A village in Smolensk oblast. Until the Russian Revolution, it belonged to a noble family with a really unpronounceable surname of Vonlyarlyarsky. Their manor is gone but the church of Alexander Nevsky (1853) is standing. Actually nothing more to see here.
A memorial to 4,400 Polish military officers killed by Soviet secret police in 1940 and buried in this forest as well as nearly 6,500 victims of Great Purge. The Polish cemetery was opened in 2000 and had an outstanding design for that time with victims names engraved on rusty plates and windy pedestrian walks in the pine forest. After the start of the COVID-19 pandemic, the Polish authorities could no longer send personnel to maintain the memorial as before. Only three years without good care and the memorial lost all its luster: the concrete crumbled, the metal plates were smudged with lime, and in some places they even began to fall off.

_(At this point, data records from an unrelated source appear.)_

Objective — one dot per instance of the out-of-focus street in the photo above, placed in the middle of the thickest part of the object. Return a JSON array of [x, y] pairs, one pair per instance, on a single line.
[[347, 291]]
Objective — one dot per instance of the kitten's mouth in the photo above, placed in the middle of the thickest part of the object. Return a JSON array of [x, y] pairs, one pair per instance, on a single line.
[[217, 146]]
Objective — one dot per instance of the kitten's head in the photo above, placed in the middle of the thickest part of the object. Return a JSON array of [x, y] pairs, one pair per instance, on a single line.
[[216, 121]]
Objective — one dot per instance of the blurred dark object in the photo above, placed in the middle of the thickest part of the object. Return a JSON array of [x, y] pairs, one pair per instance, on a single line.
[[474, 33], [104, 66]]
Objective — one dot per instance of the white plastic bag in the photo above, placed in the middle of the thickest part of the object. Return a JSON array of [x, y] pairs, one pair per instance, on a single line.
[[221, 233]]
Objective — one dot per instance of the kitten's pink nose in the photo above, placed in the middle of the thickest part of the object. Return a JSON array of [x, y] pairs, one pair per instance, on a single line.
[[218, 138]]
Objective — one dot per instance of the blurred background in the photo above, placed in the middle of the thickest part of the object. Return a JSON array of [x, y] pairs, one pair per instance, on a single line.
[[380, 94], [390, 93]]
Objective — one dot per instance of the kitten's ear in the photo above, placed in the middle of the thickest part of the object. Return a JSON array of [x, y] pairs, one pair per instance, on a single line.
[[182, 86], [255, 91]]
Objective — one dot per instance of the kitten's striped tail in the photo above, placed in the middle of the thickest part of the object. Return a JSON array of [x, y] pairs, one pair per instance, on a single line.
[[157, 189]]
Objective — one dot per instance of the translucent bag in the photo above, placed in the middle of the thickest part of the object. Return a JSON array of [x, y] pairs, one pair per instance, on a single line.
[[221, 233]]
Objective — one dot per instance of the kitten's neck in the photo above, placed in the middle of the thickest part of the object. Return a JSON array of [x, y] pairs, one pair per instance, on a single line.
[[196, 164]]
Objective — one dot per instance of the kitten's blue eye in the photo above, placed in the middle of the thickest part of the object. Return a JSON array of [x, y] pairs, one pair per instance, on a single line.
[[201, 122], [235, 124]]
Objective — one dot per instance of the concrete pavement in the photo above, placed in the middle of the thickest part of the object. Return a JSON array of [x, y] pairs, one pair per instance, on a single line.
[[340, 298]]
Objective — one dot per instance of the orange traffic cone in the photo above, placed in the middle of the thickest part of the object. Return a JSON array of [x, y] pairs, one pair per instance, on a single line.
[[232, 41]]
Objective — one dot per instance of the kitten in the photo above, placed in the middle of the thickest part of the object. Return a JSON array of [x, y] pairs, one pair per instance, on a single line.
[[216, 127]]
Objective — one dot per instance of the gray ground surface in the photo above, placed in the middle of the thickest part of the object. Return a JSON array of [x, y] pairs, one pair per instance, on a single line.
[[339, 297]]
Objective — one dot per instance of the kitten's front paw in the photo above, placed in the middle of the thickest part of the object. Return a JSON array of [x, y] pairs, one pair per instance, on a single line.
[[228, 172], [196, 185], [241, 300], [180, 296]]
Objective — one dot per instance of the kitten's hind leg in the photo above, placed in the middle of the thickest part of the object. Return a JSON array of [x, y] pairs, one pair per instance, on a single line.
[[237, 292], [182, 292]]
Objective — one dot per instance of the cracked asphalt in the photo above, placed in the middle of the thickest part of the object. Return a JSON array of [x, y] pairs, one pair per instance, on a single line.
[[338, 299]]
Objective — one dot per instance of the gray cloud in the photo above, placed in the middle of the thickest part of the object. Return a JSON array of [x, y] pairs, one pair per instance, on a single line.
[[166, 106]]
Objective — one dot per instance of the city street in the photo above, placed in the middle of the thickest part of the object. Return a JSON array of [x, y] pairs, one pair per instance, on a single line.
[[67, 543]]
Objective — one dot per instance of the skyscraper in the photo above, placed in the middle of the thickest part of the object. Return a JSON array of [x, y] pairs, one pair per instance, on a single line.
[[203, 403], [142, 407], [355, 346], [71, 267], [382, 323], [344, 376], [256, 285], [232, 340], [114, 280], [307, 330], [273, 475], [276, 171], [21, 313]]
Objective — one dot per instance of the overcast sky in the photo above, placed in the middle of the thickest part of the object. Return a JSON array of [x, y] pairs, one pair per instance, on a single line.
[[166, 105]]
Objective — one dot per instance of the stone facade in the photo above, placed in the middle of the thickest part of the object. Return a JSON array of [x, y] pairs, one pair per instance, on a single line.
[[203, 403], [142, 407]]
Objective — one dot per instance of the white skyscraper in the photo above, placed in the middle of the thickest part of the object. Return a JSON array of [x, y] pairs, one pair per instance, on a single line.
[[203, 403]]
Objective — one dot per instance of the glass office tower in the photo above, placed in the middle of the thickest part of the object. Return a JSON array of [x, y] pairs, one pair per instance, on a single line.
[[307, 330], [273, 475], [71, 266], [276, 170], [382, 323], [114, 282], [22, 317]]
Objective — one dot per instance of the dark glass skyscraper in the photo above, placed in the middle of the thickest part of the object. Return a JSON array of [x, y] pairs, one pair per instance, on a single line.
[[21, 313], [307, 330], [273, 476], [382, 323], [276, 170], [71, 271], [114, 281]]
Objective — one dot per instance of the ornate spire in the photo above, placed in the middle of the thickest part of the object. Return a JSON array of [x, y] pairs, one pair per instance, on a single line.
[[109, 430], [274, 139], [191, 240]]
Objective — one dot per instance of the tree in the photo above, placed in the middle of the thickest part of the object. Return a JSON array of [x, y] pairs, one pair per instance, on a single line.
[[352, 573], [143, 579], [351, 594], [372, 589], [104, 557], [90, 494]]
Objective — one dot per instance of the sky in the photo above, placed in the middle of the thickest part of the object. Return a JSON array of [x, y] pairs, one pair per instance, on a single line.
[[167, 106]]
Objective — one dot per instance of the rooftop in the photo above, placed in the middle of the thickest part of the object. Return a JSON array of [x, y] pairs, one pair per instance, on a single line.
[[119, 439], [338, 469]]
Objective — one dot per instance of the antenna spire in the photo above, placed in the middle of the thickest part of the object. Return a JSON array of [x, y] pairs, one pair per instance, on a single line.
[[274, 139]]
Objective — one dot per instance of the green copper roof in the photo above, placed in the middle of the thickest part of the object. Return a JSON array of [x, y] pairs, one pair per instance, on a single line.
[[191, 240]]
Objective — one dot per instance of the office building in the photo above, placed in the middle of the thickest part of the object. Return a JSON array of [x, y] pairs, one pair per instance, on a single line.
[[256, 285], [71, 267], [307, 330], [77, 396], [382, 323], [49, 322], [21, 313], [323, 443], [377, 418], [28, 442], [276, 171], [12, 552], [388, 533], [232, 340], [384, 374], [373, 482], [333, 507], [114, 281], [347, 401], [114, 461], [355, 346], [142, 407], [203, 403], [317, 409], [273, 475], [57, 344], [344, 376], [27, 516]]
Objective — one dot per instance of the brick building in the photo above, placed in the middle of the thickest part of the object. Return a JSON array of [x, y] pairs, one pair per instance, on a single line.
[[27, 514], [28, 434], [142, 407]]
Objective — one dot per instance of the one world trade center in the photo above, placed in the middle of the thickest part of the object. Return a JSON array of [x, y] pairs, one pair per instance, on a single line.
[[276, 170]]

Recently, someone even came to the graves of two generals Smoravinsky and Bogatyrevich, left a flag and an artificial bouquet.
The Russian part of the memorial. The signs here were made from something less rusty.
A new eco-trail has been laid from the new memorial, which goes deep into the forest and ends at a dead end.
Getting in (as of April 2023): both Vonlyarovo and Katyn are located close to the road from Smolensk to Vitebsk. Getting by car is advised.